Here we describe clinical research into FFPE tissue sections obtained from human intraocular disease UM, which remains the most common intraocular malignancy in adults, with poor prognosis for UM within the choroid region and distant sites UM metastasis. Two imaging MS techniques Matrix Assisted Laser Desorption/Ionisation (MALDI) and Desorption Electrospray Ionisation (DESI) MSI were applied. Molecular profiles were obtained and analysed by multivariate statistical approaches, providing insight into the biochemical and biological differences/similarities within the patient sample cohort (n=15).
Enucleations were collected over a 6 year time period and subjected to the standard fixation and paraffin embedding protocols. In preparation for MS, 5 µm sections were produced with removal of the paraffin followed by heat induced antigen retrieval.
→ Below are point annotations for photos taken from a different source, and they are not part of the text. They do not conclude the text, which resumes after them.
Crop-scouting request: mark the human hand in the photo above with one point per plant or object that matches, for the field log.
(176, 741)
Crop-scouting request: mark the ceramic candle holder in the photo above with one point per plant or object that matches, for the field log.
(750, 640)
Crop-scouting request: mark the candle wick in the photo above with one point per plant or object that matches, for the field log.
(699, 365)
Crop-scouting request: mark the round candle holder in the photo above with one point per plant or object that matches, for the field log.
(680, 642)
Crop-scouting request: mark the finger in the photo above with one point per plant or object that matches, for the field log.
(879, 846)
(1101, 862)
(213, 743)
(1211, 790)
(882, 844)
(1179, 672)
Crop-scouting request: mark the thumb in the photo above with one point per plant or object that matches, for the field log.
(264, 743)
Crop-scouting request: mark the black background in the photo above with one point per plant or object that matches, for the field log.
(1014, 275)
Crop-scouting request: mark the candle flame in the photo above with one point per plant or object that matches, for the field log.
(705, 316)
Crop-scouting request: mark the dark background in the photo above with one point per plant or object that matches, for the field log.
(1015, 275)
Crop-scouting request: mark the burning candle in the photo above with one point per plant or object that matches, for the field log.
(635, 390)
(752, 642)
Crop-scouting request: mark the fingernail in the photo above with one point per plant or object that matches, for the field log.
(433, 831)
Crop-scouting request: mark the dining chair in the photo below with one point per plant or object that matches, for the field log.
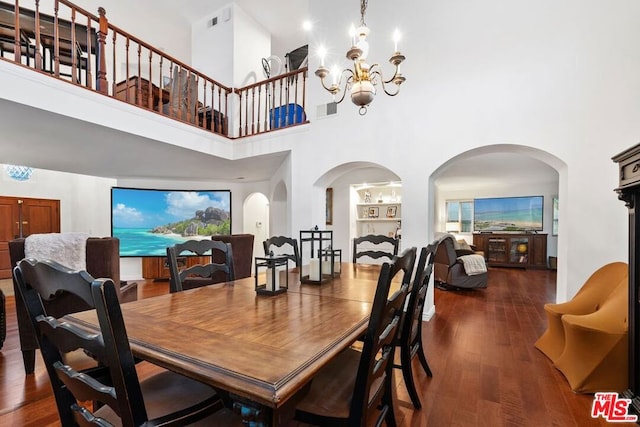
(356, 387)
(375, 246)
(200, 274)
(409, 339)
(283, 246)
(119, 397)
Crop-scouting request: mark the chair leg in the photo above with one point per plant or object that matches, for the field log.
(407, 374)
(423, 360)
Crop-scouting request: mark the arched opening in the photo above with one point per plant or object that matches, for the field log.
(498, 171)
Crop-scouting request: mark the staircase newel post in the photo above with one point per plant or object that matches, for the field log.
(101, 72)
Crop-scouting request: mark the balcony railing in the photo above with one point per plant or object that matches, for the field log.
(72, 44)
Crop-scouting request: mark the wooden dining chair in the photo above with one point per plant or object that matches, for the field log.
(356, 388)
(374, 246)
(200, 274)
(409, 339)
(283, 246)
(119, 397)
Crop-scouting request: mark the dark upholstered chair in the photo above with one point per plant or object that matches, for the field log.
(450, 271)
(375, 246)
(200, 274)
(118, 395)
(242, 245)
(409, 338)
(102, 259)
(356, 388)
(285, 246)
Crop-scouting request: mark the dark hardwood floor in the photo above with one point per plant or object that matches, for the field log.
(486, 371)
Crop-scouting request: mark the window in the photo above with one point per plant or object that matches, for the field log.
(459, 216)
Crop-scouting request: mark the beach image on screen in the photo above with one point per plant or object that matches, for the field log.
(148, 221)
(508, 214)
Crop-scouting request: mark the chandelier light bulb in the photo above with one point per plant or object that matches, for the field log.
(396, 38)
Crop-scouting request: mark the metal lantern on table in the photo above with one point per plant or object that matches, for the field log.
(331, 260)
(313, 243)
(276, 276)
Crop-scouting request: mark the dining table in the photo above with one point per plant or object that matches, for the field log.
(262, 350)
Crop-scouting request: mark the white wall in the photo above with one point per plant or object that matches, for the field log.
(85, 201)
Tissue sections were prepared for analysis by MALDI MSI by applying a solution of matrix onto the tissue sections to help the ionisation of molecules directly from the tissue. All MSI experiments (MALDI and DESI) were carried out using a version of SYNAPT mass spectrometer (Waters Corporation, Manchester, UK). Multivariate analysis were performed using MATLAB (MathWorks, Inc., Natick, MA, US) in conjunction with the Eigenvector PLS_Toolbox.
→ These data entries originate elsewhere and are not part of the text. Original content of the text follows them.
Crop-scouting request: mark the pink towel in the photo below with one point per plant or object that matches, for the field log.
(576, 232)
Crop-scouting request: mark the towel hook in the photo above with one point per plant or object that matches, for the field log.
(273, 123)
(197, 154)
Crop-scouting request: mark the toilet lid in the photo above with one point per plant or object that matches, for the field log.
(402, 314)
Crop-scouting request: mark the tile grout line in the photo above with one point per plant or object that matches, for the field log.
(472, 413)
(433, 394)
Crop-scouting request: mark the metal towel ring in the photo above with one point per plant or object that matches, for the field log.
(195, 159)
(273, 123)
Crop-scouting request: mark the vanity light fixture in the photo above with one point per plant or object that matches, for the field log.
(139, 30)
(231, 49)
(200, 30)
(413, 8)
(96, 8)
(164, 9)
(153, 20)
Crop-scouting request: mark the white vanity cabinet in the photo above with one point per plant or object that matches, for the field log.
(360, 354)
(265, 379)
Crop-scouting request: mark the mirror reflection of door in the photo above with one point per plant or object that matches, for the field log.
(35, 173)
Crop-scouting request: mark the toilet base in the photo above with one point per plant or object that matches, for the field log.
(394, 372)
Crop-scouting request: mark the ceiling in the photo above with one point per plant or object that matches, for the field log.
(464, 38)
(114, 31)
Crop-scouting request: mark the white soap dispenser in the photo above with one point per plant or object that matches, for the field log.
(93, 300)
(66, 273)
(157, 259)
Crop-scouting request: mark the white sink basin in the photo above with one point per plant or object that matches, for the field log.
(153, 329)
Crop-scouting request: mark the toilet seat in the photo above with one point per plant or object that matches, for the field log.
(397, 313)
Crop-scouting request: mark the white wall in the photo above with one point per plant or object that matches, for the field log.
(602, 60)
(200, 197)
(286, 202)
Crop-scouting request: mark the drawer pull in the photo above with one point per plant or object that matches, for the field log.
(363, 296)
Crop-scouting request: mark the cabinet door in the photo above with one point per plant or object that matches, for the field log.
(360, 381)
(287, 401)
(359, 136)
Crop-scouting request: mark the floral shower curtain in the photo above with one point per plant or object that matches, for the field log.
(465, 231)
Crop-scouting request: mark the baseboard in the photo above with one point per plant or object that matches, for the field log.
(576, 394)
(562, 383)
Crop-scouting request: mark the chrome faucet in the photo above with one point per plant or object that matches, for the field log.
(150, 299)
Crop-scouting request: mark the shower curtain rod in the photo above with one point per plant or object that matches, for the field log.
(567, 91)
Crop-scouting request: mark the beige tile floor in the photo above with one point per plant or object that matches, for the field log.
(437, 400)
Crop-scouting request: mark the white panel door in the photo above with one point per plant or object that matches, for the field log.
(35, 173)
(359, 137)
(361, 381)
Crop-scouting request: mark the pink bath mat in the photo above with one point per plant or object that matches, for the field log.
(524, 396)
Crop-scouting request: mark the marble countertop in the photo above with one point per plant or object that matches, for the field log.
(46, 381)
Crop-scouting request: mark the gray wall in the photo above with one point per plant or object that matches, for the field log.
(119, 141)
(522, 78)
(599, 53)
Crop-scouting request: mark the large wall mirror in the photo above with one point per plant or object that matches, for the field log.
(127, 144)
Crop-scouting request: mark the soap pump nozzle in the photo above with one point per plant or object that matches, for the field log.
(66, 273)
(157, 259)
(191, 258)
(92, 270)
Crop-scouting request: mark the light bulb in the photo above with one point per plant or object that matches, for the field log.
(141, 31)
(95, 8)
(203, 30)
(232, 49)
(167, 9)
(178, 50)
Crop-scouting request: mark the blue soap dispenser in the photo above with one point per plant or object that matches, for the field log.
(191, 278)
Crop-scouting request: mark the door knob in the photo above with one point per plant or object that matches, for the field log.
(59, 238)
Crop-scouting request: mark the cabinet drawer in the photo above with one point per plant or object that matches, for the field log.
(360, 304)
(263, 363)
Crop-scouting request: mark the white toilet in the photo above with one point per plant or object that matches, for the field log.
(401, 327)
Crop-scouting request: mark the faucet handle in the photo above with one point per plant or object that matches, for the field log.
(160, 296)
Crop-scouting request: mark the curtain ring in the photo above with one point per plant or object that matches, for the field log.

Initial MALDI MSI images acquired with a spatial resolution of 100 µm x 100 µm in positive ion mode showed the distinct spatial distribution of many molecular species throughout the various regions of the eye; choroid, cornea, retina, lens and UM tumour regions. Further MALDI MSI experiments using consecutive tissue sections at 50 µm x 50 µm spatial resolution show substantial variation in the spatial distribution of species within the low molecular mass range. Furthermore, DESI MSI experiments were carried out at 200 µm x 200 µm in negative ionization mode. Deprotonated molecular ions could be detected, from a variety of lipid related species, localized to specific regions within the eye including the tumour region.
Multivariate statistical analysis was used to classify between UM samples (good vs. poor prognosis). Using unsupervised PCA, an unbiased representation of the data was generated, with clear sample grouping and differentiation observed based upon tumour status. Use of the supervised PLS-DA technique provided even clearer separation between the selected samples, with the tumour profiles displaying dominant discriminatory peaks. These peaks could be identified as sphingolipids and Lyso-phosphocholine, a phosphatidylcholine degradation product.
It was possible to analyze clinical research FFPE tissue sections by MALDI and DESI MSI, illustrating that specific small molecular species remained localized to certain tissue types, including the UM tumour. Initial correlation with tumour status was determined from the statistical analysis of the MALDI MSI datasets.
AACR 2016, Session: Molecular and Cellular Imaging of Cancer 2; Session Category: Tumor Biology.